Over the past few years, deep learning based remote sensing image super resolution methods have been effective in some cases to overcome the physical resolution limitations of remote sensing imaging sensors, and an indispensable factor in the success of such methods is the large number of specific datasets. However, in the process of actually obtaining the remote sensing image, the degradation mode of the real remote sensing image is greatly different from the degradation mode of the specific data set due to the influence of various complex factors, so that the performance of the trained model in practical application is greatly reduced.
Disclosure of Invention
In order to solve the problem of dependence of the existing image super-resolution method on a large-scale training data set, the embodiment of the invention provides a self-supervision single remote sensing image super-resolution method based on a cross-dimension attention mechanism, the cross-dimension attention mechanism is provided to guide a network, the reproducibility of information in a single image is utilized, the dependence of model performance on the large-scale training data set is avoided, an input image is subjected to downsampling to form a self-training pair, the self-similarity and degradation process in the image are learned in the training process, and then the input low-resolution image is subjected to image super-resolution reconstruction. The technical scheme is as follows:
the invention provides a self-supervision single remote sensing image super-resolution method based on a cross-dimension attention mechanism, which comprises the following steps:
downsampling an input image;
extracting convolution characteristics of the image;
calculating weights of channel characteristics and space characteristics, wherein a weight matrix of different channels in the image convolution characteristics is T c :
T c =Sigmoid(f 1×1 (ReLU(f 1×1 (Avg(F)))))

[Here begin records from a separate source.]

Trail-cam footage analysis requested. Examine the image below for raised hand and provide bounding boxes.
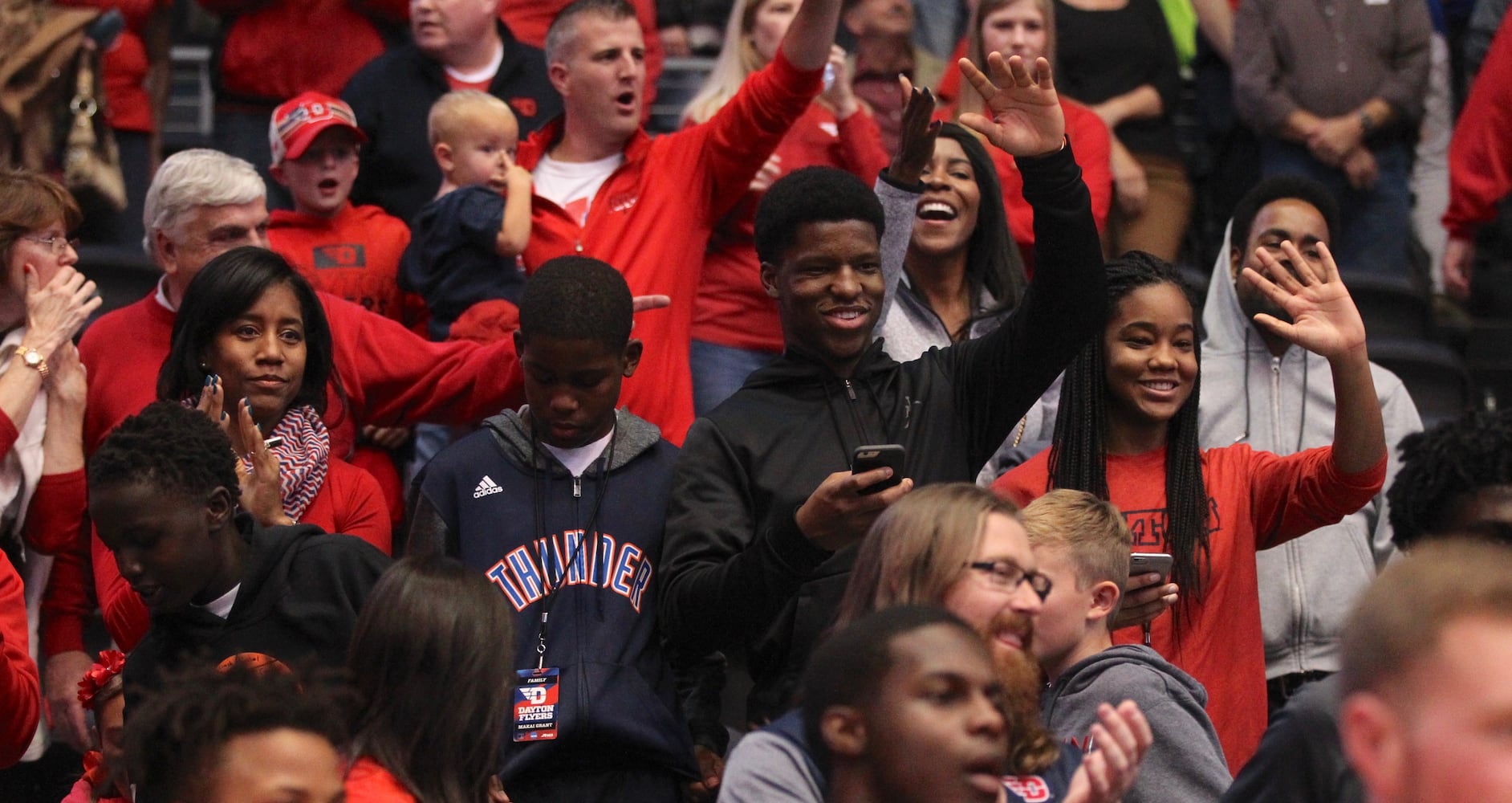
[960,53,1066,156]
[1245,240,1365,360]
[1066,700,1155,803]
[888,74,941,186]
[195,373,248,455]
[21,263,104,360]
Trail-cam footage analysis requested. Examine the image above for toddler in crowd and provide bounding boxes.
[1022,490,1231,803]
[267,92,425,325]
[410,257,697,803]
[125,664,346,803]
[399,89,530,340]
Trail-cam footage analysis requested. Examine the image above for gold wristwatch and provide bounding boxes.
[15,346,48,380]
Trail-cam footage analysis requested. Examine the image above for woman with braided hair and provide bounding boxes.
[994,242,1387,771]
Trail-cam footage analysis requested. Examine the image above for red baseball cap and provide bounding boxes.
[267,92,368,165]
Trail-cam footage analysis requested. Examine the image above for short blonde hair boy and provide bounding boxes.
[425,89,518,149]
[1021,488,1134,623]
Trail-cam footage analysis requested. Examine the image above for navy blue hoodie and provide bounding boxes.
[408,410,696,789]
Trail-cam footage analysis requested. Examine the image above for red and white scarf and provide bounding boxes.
[267,404,331,522]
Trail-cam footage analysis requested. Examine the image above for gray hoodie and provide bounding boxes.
[1040,644,1232,803]
[1199,224,1423,678]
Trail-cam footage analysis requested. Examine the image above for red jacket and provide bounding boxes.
[693,103,889,353]
[58,0,173,133]
[198,0,408,106]
[84,457,393,652]
[0,550,43,768]
[43,291,520,654]
[1444,14,1512,240]
[992,443,1387,772]
[987,98,1113,275]
[499,0,665,104]
[518,51,823,445]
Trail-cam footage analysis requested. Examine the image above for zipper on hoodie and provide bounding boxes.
[1270,357,1281,452]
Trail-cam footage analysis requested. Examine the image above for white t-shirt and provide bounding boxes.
[195,582,242,618]
[530,153,624,226]
[541,428,614,476]
[446,43,503,92]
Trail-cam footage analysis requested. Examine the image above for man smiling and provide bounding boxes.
[660,58,1102,721]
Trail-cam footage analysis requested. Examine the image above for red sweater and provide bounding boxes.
[499,0,665,105]
[992,443,1387,772]
[518,51,823,445]
[87,457,393,652]
[1444,14,1512,240]
[346,758,414,803]
[934,96,1113,277]
[43,287,520,654]
[267,204,424,327]
[0,410,86,555]
[693,103,889,353]
[198,0,408,104]
[58,0,173,133]
[0,550,43,767]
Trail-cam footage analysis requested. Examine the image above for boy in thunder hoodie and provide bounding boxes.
[1023,488,1232,803]
[410,257,696,803]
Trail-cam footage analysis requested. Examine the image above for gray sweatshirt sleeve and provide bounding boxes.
[720,731,824,803]
[872,177,922,331]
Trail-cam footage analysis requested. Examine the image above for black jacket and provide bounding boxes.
[660,140,1104,721]
[124,514,390,709]
[342,22,563,224]
[410,410,696,789]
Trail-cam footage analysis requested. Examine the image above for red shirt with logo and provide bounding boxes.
[518,51,823,445]
[992,443,1387,772]
[267,204,424,327]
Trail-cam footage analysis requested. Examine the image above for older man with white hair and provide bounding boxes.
[34,149,520,747]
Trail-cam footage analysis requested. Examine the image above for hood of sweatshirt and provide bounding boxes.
[482,406,660,478]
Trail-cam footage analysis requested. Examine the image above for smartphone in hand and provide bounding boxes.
[852,443,904,495]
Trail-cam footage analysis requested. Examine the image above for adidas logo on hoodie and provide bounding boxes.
[474,475,503,499]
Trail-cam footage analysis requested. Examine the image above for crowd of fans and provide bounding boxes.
[0,0,1512,803]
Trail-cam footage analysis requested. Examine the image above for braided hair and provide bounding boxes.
[1387,410,1512,550]
[1045,251,1211,606]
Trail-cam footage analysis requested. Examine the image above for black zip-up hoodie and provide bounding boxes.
[410,410,696,789]
[660,145,1105,721]
[124,512,390,709]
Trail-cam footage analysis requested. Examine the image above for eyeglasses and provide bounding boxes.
[21,234,79,257]
[966,561,1052,602]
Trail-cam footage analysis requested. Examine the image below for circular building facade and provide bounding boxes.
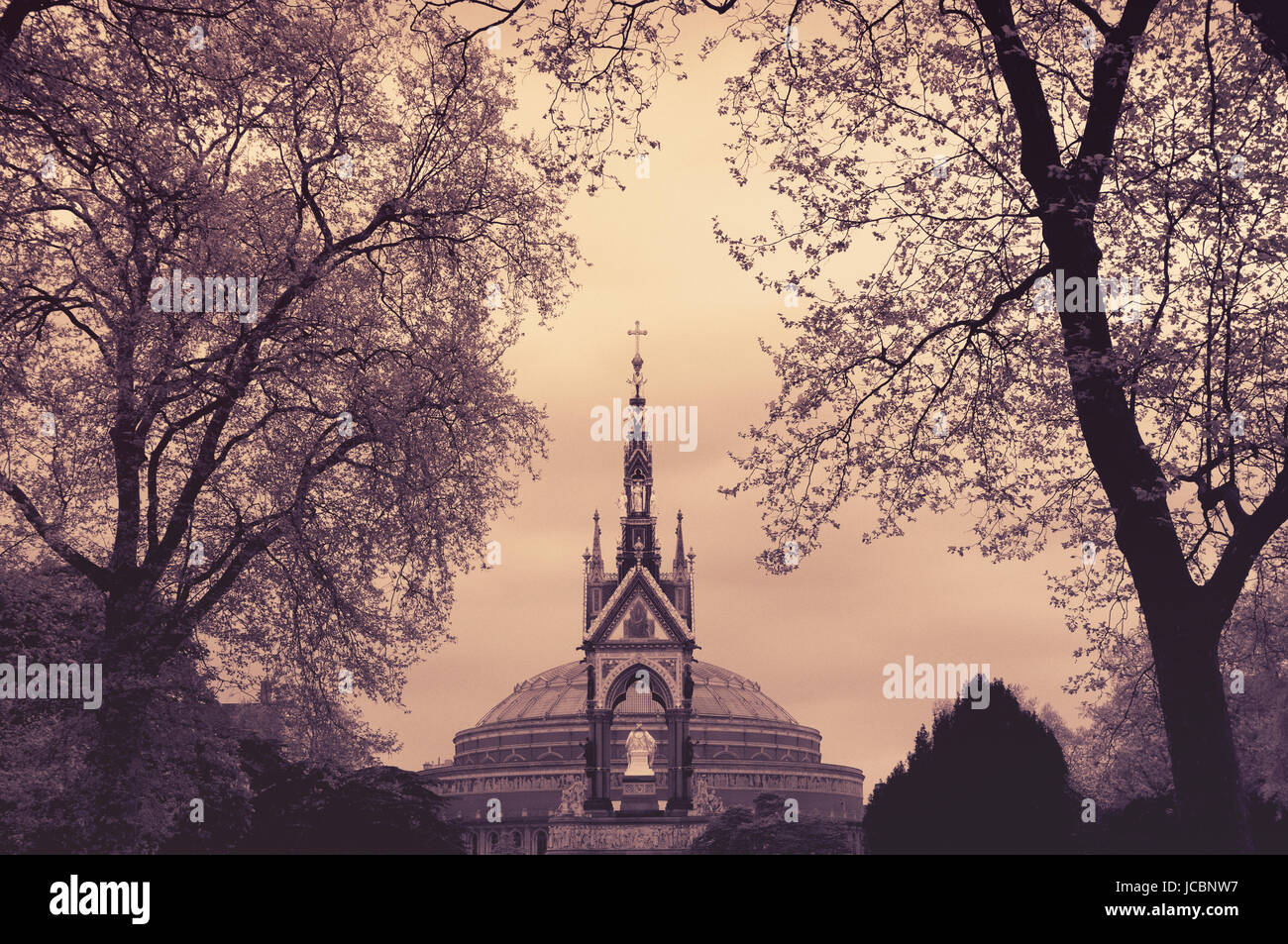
[424,353,863,854]
[424,661,863,854]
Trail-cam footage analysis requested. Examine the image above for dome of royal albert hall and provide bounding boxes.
[422,340,863,854]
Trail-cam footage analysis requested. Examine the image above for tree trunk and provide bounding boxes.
[87,577,159,853]
[1142,595,1252,853]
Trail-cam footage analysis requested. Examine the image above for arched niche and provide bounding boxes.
[604,662,675,713]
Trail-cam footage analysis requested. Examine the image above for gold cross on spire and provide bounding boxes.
[626,322,648,357]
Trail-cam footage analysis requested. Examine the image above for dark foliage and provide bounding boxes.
[863,679,1079,853]
[690,793,854,855]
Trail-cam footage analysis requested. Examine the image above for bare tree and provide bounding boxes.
[0,0,577,849]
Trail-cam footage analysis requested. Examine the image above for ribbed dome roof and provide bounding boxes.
[477,662,796,726]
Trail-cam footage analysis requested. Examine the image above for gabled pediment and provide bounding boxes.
[587,566,693,643]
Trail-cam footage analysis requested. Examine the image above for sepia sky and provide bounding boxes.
[365,29,1082,783]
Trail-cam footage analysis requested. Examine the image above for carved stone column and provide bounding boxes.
[666,702,693,816]
[585,708,613,815]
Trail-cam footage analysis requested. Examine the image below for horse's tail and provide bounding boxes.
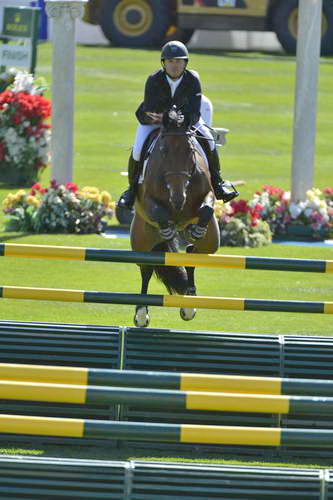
[153,239,188,295]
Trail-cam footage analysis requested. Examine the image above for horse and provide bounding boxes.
[130,107,220,327]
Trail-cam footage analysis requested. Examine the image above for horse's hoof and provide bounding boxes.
[179,307,197,321]
[134,307,150,328]
[159,226,177,241]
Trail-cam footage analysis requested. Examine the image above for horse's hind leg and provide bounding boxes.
[179,245,197,321]
[134,266,153,328]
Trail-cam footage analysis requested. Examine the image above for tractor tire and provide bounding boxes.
[163,25,194,45]
[272,0,333,55]
[100,0,172,47]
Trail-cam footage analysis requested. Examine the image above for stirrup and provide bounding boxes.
[117,189,135,210]
[213,181,239,203]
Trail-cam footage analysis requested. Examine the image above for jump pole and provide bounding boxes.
[0,415,333,448]
[0,243,333,273]
[0,381,333,415]
[0,286,333,314]
[0,363,333,397]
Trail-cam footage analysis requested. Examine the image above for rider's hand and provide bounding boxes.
[146,111,163,123]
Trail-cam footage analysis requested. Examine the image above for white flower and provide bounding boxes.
[289,201,305,219]
[12,71,34,94]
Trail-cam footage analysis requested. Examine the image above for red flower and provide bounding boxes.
[0,142,6,161]
[230,200,250,214]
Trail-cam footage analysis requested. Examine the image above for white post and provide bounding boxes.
[46,0,87,184]
[291,0,322,202]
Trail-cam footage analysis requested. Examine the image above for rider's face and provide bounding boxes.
[164,59,186,80]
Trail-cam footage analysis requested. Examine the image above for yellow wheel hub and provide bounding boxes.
[113,0,153,36]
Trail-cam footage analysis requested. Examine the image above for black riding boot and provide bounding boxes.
[118,153,140,210]
[206,148,239,203]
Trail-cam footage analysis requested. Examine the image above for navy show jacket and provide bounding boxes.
[136,69,201,125]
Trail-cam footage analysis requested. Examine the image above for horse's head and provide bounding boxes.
[159,106,196,210]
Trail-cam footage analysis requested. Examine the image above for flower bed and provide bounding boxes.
[215,200,272,247]
[0,72,51,186]
[249,186,333,240]
[3,181,114,234]
[215,185,333,247]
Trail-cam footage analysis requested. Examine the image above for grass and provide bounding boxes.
[0,44,333,466]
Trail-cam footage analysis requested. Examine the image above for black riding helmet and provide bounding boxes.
[161,40,188,62]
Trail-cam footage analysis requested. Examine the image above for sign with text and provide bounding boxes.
[0,43,32,69]
[0,7,40,73]
[2,7,35,38]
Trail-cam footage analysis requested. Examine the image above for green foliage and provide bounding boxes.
[3,181,113,234]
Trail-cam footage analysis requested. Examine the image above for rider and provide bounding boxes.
[118,40,238,209]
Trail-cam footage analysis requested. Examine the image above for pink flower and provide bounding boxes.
[65,182,79,193]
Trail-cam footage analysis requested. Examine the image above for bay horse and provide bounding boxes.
[130,107,220,327]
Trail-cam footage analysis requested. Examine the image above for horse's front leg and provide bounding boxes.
[131,213,160,327]
[179,245,197,321]
[134,266,153,328]
[146,198,177,241]
[186,192,214,242]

Wherein F is E R C×H×W Convolving the image with features; avg is global average pooling, f 1×1 A convolution operation with a convolution kernel size of 1 x 1;
the weight matrix of different spaces in the image convolution characteristic is T s :
T s =Sigmoid(f 1×1 (F))
Wherein F is E R C×H×W Convolving the image with features; f (f) 1×1 A convolution operation with a convolution kernel size of 1 x 1;
calculating channel-space characteristic weights T E R with channel weights and space weights C×H×W :
Wherein f 1×1 A convolution operation with a convolution kernel size of 1 x 1;
computing output image features for a cross-dimensional attention mechanism
Optimizing a training process using a minimum absolute deviation as a loss function, wherein the minimum absolute deviation L 1 The method comprises the following steps:
where θ is a parameter of a cross-dimensional attention mechanism network (CDAN), LR is an input low resolution image,is an image obtained by downsampling LR s times.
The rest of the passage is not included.